Lokführer stellen Signal auf Streik

Die Lokführer steuern bei der Bahn auf den nächsten Arbeitskampf zu. Noch ist aber nicht klar, wie lange und in welchem Umfang die Beschäftigten die Arbeit niederlegen werden. Archivbild: dpa

Für Bahnkunden wird es ungemütlich. Die Lokführer haben für weitere Streiks gestimmt. An diesem Wochenende wollen sie die Züge aber noch nicht stehen lassen.

Bei der Deutschen Bahn wird es voraussichtlich schon bald neue Streiks geben. Die Lokführer haben in einer Urabstimmung deutlich für weitere Arbeitskämpfe gestimmt. Bis einschließlich Sonntag ist aber noch kein Streik zu erwarten, sagte Claus Weselsky, der Vorsitzende der Gewerkschaft Deutscher Lokomotivführer (GDL), am Donnerstag in Frankfurt. "Wir gehen verantwortungsvoll mit unserer Streikmacht um. Die Fahrgäste werden genug Zeit haben, sich Alternativen zu suchen."

"Stück für Stück steigern"

Bei der Urabstimmung hatten 91 Prozent der Teilnehmer weitere Arbeitskämpfe gebilligt. 75 Prozent waren notwendig. Nach Gewerkschaftsangaben beteiligten sich 81 Prozent der rund 16 000 Stimmberechtigten. "Wir werden nicht sofort mit mehrtägigen Streiks losschlagen. Wir werden uns Stück für Stück steigern", sagte Weselsky. Die Bahn reagierte mit Unverständnis. In der Tarifrunde habe es vier Angebote gegeben, sagte Personalvorstand Ulrich Weber. Die GDL müsse erklären, warum sie nicht an den Verhandlungstisch komme. "Wir können nur zu Ergebnissen kommen, wenn da ein Partner ist, mit dem wir sprechen können."
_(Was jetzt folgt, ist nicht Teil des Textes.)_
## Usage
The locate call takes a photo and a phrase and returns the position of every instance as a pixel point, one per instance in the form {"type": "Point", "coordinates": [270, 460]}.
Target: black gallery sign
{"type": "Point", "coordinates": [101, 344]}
Nach dem Votum der Lokführer bereitet sich die Bahn mit einem "Notfallplan" auf drohende Zugausfälle vor. Ziel sei es, so viele Fahrgäste wie möglich an ihr Ziel zu bringen und viele Züge fahren zu lassen, sagte ein Bahnsprecher. "Das Konzept beinhaltet die Erstellung von Notfahrplänen und Informationskonzepten." Auch Busse sollten eingesetzt werden." Führungskräfte und Verwaltungsmitarbeiter sollten als Info-Kräfte für gestrandete Reisende eingesetzt werden.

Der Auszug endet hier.